Pair Corralation between Nippon Telegraph and China Tower

Assuming the 90 days horizon Nippon Telegraph Telephone is expected to under-perform the China Tower. But the pink sheet apears to be less risky and, when comparing its historical volatility, Nippon Telegraph Telephone is 2.22 times less risky than China Tower. The pink sheet trades about -0.01 of its potential returns per unit of risk. The China Tower is currently generating about 0.12 of returns per unit of risk over similar time horizon. If you would invest  9.50  in China Tower on October 2, 2024 and sell it today you would earn a total of  4.50  from holding China Tower or generate 47.37% return on investment over 90 days.
Time Period3 Months [change]
DirectionMoves Against 
StrengthInsignificant
Accuracy92.31%
ValuesDaily Returns

Nippon Telegraph Telephone  vs.  China Tower

 Performance 
       Timeline  
Nippon Telegraph Tel 

Risk-Adjusted Performance

0 of 100

 
Weak
 
Strong
Very Weak
Over the last 90 days Nippon Telegraph Telephone has generated negative risk-adjusted returns adding no value to investors with long positions. Despite nearly stable basic indicators, Nippon Telegraph is not utilizing all of its potentials. The current stock price disturbance, may contribute to mid-run losses for the stockholders.
China Tower 

Risk-Adjusted Performance

9 of 100

 
Weak
 
Strong
OK
Compared to the overall equity markets, risk-adjusted returns on investments in China Tower are ranked lower than 9 (%) of all global equities and portfolios over the last 90 days. Despite nearly fragile basic indicators, China Tower reported solid returns over the last few months and may actually be approaching a breakup point.

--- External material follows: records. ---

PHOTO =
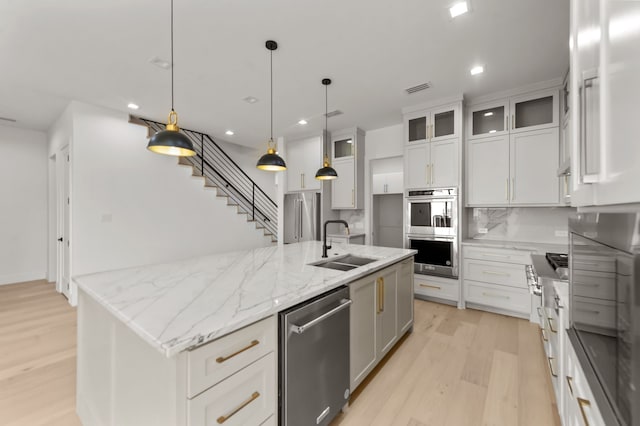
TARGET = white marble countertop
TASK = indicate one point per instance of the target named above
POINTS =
(350, 235)
(175, 306)
(539, 248)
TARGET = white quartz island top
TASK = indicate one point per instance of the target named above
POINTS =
(177, 305)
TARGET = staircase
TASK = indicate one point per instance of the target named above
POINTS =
(219, 171)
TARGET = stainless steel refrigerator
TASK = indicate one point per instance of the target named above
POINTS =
(301, 217)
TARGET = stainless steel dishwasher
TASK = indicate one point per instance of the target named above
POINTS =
(314, 359)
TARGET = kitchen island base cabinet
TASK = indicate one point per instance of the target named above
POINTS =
(381, 312)
(122, 380)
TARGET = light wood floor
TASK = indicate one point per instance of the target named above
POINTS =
(458, 367)
(37, 356)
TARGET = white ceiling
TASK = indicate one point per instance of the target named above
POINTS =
(98, 51)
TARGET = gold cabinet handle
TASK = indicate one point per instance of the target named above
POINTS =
(499, 296)
(502, 274)
(253, 397)
(544, 335)
(553, 373)
(382, 291)
(222, 359)
(569, 383)
(584, 403)
(430, 286)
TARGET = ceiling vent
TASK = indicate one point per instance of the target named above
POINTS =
(418, 88)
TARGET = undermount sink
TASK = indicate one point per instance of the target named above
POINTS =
(345, 262)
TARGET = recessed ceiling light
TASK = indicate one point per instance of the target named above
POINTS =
(161, 63)
(459, 9)
(479, 69)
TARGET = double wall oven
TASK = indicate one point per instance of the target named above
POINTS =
(432, 230)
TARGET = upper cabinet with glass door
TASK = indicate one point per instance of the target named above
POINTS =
(489, 119)
(431, 125)
(534, 111)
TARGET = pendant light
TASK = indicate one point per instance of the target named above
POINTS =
(170, 141)
(271, 161)
(326, 172)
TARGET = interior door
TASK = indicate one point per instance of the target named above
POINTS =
(488, 171)
(534, 165)
(64, 222)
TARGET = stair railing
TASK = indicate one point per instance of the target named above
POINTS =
(215, 165)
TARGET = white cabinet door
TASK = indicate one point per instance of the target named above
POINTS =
(343, 188)
(304, 158)
(444, 163)
(395, 183)
(488, 171)
(417, 165)
(362, 322)
(387, 321)
(534, 165)
(378, 183)
(405, 296)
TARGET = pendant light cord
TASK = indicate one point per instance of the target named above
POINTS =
(271, 75)
(171, 55)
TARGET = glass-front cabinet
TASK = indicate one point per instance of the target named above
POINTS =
(432, 125)
(535, 111)
(489, 119)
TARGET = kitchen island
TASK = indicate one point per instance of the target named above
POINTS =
(170, 343)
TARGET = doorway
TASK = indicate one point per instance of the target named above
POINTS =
(63, 212)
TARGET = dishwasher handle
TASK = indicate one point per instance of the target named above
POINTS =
(299, 329)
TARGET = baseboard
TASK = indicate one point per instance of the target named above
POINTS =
(20, 278)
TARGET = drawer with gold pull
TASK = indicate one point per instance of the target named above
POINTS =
(245, 398)
(441, 288)
(217, 360)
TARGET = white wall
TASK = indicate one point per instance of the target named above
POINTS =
(23, 205)
(132, 207)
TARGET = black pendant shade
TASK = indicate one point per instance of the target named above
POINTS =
(271, 161)
(326, 172)
(170, 141)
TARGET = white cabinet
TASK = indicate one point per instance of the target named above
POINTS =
(499, 284)
(605, 91)
(347, 191)
(520, 169)
(432, 147)
(381, 312)
(387, 183)
(432, 164)
(304, 158)
(534, 167)
(488, 171)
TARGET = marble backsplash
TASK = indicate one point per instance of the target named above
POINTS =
(531, 224)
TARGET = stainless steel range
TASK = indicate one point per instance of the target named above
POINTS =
(432, 230)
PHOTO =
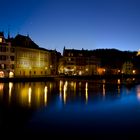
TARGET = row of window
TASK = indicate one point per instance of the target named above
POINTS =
(32, 72)
(6, 57)
(4, 66)
(6, 49)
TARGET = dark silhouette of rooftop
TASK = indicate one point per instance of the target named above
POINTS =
(23, 41)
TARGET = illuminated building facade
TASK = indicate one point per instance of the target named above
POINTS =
(20, 56)
(78, 62)
(31, 60)
(127, 68)
(7, 57)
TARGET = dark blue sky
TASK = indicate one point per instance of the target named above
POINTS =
(88, 24)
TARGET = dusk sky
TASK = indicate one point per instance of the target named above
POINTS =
(88, 24)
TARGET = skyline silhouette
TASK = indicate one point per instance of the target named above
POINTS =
(88, 24)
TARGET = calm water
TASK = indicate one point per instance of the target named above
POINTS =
(70, 107)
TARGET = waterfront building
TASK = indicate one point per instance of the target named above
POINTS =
(31, 60)
(20, 56)
(127, 68)
(7, 57)
(78, 62)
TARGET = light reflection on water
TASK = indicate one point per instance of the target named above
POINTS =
(38, 94)
(75, 102)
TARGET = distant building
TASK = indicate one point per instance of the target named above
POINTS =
(7, 57)
(20, 56)
(31, 60)
(78, 62)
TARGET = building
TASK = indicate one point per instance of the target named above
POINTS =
(31, 60)
(20, 56)
(127, 68)
(7, 57)
(78, 62)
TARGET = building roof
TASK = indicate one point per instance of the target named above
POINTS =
(23, 41)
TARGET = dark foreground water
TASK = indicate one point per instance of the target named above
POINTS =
(60, 108)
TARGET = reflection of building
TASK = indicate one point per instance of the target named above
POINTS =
(78, 62)
(7, 58)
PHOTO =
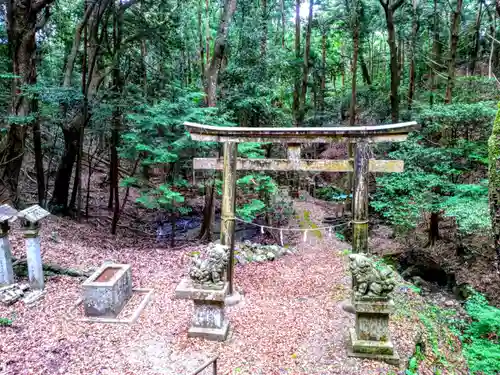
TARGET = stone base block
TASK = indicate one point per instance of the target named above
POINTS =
(213, 334)
(377, 350)
(233, 299)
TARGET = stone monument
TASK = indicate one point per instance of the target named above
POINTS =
(207, 287)
(372, 305)
(31, 225)
(7, 214)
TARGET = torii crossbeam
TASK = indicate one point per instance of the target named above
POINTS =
(361, 136)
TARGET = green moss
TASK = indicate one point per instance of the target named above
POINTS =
(493, 158)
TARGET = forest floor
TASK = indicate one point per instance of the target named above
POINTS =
(290, 321)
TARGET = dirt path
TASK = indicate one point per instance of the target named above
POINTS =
(290, 321)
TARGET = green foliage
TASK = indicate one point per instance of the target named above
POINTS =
(438, 163)
(163, 197)
(6, 322)
(414, 362)
(481, 337)
(469, 206)
(258, 185)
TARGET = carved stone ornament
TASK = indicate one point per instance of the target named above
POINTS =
(208, 273)
(370, 280)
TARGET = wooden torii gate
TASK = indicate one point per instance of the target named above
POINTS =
(361, 136)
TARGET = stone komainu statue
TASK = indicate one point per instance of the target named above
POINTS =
(210, 271)
(370, 279)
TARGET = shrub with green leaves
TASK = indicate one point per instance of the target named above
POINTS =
(445, 166)
(481, 338)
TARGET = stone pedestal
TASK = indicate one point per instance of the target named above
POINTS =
(370, 338)
(6, 271)
(34, 258)
(209, 320)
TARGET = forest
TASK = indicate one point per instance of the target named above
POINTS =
(95, 94)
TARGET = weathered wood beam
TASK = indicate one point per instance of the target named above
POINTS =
(228, 212)
(305, 165)
(352, 134)
(360, 199)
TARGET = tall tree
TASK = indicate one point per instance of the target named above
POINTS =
(23, 19)
(355, 26)
(494, 182)
(211, 79)
(413, 46)
(296, 89)
(213, 69)
(454, 35)
(75, 118)
(305, 68)
(390, 7)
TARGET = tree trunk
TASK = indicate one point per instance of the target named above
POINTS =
(494, 183)
(413, 45)
(323, 72)
(263, 39)
(434, 228)
(211, 77)
(305, 72)
(201, 43)
(364, 70)
(213, 69)
(454, 30)
(62, 181)
(21, 25)
(296, 89)
(71, 130)
(389, 8)
(355, 46)
(117, 116)
(40, 175)
(282, 6)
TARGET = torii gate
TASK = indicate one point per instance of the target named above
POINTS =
(361, 136)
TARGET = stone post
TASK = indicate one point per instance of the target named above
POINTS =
(7, 214)
(34, 257)
(30, 221)
(360, 199)
(228, 223)
(208, 320)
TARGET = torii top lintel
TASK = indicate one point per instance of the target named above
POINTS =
(353, 134)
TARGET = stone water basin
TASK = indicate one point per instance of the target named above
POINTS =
(107, 290)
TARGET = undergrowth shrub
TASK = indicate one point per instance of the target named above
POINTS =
(481, 337)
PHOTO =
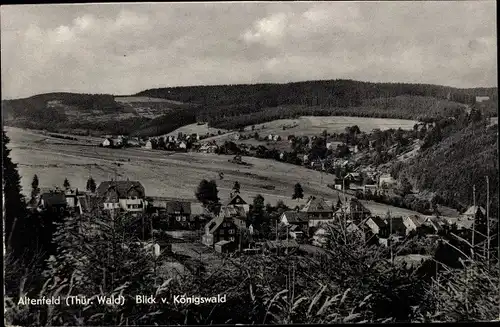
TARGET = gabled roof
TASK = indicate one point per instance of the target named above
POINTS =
(316, 205)
(473, 210)
(232, 211)
(236, 199)
(396, 223)
(294, 217)
(53, 199)
(417, 220)
(282, 244)
(178, 206)
(378, 221)
(214, 224)
(122, 187)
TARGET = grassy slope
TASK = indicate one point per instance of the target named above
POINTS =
(163, 173)
(452, 166)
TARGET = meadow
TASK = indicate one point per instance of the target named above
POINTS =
(165, 173)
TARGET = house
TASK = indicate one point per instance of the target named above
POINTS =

Nippon Telegraph and China Tower Volatility Contrast

   Predicted Return Density   
       Returns  

Pair Trading with Nippon Telegraph and China Tower

The main advantage of trading using opposite Nippon Telegraph and China Tower positions is that it hedges away some unsystematic risk. Because of two separate transactions, even if Nippon Telegraph position performs unexpectedly, China Tower can make up some of the losses. Pair trading also minimizes risk from directional movements in the market. For example, if an entire industry or sector drops because of unexpected headlines, the short position in China Tower will offset losses from the drop in China Tower's long position.
The idea behind Nippon Telegraph Telephone and China Tower pairs trading is to make the combined position market-neutral, meaning the overall market's direction will not affect its win or loss (or potential downside or upside). This can be achieved by designing a pairs trade with two highly correlated stocks or equities that operate in a similar space or sector, making it possible to obtain profits through simple and relatively low-risk investment.
Check out your portfolio center.
Note that this page's information should be used as a complementary analysis to find the right mix of equity instruments to add to your existing portfolios or create a brand new portfolio. You can also try the Aroon Oscillator module to analyze current equity momentum using Aroon Oscillator and other momentum ratios.